You buy sex from the kind of women who will come over, sell you drugs, use the drugs you just bought from them, talk to you about the classes they’re taking at Tallahassee Community College, and then casually ask you to pay them for sex as though the idea has just occurred to them.
You make your sister take a non-hooker to the emergency room when the non-hooker ODs, arguing that although, yes, it was you who invited the non-hooker over and supplied her with drugs, it was your sister’s tit that the non-hooker did her last line off of and, anyway, taking a coked-up chola to the emergency room is no way to break house arrest—especially when the entire reason you’re under house arrest is because a man died after doing drugs you allegedly supplied.

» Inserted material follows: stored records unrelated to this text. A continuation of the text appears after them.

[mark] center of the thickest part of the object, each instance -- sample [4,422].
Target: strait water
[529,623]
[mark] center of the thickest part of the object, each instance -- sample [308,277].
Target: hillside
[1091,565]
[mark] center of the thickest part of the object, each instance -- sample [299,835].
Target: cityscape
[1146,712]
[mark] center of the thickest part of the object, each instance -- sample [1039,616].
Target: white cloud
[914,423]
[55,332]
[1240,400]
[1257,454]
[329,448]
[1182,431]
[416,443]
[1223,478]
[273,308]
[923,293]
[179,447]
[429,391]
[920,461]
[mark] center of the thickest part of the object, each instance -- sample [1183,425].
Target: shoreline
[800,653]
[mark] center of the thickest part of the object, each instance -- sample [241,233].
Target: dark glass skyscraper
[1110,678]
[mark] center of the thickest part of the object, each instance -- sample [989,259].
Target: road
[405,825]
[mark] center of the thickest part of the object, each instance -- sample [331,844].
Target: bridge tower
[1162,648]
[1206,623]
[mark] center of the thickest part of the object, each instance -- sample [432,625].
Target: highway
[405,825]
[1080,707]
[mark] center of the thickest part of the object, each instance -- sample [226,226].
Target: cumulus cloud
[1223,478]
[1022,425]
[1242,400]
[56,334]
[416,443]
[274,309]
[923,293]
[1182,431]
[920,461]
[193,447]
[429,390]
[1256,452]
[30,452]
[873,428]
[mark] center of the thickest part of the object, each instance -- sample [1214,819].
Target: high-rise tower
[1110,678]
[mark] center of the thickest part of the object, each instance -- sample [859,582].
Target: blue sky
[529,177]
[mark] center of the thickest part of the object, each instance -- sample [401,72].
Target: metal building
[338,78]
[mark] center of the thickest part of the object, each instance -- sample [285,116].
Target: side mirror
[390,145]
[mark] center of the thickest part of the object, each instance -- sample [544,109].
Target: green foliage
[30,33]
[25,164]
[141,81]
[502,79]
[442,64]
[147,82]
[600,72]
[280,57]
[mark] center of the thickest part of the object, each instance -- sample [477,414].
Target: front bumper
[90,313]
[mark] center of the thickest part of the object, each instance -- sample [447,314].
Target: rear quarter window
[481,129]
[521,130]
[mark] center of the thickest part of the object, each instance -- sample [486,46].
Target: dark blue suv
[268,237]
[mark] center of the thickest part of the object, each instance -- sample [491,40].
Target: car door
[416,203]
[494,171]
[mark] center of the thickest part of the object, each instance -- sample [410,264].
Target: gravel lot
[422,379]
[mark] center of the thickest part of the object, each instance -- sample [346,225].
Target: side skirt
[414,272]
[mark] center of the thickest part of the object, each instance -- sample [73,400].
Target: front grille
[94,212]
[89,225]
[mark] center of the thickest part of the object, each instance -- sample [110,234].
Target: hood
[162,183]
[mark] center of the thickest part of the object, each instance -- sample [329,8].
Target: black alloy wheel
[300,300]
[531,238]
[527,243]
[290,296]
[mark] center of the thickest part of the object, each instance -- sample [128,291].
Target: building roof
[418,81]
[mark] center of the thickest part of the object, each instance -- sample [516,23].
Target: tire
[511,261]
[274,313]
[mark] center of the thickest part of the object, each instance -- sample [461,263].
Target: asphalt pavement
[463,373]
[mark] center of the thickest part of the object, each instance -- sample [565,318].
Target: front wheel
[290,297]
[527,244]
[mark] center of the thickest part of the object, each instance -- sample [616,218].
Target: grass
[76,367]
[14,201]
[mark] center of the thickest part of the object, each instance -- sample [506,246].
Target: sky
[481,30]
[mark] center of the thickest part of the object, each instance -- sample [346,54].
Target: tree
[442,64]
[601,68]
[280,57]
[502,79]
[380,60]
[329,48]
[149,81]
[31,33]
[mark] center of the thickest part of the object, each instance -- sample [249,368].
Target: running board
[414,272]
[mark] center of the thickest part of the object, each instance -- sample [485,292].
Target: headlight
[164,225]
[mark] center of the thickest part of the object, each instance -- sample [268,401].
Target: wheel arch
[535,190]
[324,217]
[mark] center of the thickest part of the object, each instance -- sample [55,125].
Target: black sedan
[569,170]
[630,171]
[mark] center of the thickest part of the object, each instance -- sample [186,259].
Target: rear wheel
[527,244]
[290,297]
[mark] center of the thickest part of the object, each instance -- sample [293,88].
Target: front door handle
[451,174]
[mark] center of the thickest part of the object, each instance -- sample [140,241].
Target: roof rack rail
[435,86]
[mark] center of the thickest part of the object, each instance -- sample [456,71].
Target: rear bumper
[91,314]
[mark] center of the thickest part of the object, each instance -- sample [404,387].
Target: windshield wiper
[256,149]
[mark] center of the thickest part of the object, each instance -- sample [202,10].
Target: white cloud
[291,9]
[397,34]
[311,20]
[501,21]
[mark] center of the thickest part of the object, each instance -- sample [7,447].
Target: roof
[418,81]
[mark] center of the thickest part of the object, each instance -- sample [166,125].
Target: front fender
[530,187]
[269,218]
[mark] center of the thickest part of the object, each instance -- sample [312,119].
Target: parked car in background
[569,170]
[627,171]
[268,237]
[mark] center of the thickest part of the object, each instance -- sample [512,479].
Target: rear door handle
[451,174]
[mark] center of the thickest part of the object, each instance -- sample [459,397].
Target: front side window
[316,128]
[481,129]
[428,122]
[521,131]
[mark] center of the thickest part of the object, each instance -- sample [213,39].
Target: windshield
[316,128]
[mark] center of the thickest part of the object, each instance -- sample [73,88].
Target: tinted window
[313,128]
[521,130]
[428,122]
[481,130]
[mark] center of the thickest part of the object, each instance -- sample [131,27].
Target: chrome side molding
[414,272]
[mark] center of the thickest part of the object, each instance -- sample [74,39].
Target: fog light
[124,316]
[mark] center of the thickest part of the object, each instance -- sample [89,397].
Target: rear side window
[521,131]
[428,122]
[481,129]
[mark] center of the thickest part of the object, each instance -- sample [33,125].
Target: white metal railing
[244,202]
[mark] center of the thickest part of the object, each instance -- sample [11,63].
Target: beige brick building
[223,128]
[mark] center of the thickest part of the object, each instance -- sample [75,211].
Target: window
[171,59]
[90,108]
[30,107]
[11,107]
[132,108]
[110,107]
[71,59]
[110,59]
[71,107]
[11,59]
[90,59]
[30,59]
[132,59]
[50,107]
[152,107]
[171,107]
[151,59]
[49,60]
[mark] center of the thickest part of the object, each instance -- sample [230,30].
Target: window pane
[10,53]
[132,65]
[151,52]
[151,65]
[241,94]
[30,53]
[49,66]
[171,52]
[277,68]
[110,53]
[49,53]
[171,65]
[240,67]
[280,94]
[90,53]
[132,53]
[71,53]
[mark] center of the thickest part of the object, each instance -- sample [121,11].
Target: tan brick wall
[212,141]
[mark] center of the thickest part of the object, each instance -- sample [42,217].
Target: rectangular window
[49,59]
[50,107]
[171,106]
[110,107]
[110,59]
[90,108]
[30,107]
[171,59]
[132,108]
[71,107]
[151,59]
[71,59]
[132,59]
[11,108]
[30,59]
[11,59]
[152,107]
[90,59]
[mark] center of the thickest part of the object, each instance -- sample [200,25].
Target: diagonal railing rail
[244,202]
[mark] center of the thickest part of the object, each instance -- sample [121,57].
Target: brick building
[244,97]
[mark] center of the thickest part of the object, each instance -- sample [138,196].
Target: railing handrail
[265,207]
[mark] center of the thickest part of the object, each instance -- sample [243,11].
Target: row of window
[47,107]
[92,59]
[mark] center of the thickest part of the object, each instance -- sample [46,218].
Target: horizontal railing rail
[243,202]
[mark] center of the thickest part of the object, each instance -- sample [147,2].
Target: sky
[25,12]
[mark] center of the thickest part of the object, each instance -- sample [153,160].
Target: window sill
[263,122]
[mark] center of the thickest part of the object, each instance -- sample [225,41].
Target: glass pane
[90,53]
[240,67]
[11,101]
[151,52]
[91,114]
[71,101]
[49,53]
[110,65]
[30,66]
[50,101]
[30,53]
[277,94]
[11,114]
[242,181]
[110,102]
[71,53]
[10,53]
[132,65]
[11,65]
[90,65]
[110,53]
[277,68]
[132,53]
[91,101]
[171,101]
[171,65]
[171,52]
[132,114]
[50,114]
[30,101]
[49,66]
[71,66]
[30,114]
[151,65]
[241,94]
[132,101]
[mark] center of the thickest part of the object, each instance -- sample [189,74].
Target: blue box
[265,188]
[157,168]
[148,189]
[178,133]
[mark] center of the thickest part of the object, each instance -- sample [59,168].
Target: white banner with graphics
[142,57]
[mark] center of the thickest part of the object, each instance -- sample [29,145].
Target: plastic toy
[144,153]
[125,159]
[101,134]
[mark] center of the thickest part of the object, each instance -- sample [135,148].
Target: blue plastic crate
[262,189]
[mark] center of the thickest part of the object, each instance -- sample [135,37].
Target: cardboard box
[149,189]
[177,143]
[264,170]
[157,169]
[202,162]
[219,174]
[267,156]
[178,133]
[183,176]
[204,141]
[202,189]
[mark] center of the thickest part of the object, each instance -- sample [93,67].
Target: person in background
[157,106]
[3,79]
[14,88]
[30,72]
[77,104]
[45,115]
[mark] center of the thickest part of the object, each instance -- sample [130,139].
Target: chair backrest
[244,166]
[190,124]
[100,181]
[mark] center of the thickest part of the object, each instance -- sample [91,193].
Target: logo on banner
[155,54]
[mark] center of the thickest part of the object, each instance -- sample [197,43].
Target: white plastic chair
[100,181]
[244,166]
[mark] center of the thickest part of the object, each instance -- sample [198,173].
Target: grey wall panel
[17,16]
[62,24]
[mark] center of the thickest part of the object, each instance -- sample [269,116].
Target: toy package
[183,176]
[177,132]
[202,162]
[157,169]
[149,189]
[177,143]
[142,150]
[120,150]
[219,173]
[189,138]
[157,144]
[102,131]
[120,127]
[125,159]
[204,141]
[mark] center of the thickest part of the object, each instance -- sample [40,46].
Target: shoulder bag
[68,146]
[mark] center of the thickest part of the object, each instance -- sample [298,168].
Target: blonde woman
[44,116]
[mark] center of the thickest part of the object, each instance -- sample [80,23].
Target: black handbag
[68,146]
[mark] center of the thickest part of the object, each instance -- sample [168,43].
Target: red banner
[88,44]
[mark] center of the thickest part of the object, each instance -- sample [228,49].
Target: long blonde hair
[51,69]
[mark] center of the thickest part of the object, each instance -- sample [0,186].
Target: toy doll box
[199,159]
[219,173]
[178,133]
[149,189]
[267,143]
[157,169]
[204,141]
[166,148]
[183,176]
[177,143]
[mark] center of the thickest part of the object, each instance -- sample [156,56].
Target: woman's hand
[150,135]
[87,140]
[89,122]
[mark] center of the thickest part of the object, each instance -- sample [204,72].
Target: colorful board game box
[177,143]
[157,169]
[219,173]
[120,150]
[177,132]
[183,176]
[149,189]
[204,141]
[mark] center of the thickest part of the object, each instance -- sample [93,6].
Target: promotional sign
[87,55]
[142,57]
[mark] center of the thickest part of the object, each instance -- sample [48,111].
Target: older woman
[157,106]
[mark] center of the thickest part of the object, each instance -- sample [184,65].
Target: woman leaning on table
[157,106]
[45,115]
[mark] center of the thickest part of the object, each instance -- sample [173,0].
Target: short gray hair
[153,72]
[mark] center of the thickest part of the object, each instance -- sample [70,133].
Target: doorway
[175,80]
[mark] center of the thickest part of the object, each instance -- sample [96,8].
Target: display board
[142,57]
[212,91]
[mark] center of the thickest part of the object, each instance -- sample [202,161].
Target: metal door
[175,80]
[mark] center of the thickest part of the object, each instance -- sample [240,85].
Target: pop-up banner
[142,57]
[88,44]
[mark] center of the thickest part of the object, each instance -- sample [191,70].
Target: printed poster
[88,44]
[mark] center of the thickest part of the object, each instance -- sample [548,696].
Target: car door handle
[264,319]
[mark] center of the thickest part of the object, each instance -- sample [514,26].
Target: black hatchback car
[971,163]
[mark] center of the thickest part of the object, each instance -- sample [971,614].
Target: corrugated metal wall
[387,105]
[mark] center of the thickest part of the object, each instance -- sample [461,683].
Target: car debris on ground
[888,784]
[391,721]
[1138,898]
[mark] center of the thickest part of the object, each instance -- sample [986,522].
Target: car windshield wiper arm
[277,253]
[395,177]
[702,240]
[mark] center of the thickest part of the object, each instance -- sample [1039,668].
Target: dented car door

You wait nervously until your sister texts you that she left the non-hooker on an ER gurney at Capital Regional and got out of there without anyone seeing, and then you relax and jack off, thinking of the undergrads who used to fuck M.F.A. students not because—contrary to what most of the M.F.A.s thought—of their superior writing skill, but because they had enough fortitude not to get boner-blocking drunk.
You learn that a certain wealthy foundation has intervened with your parole officer, and that you have the option of leaving house arrest to resume your writing fellowship. You accept this deal, not because you’d rather be at a rural Minnesota B&B than a Florida McMansion, but because you’re fed the fuck up with writing about microdermabrasion.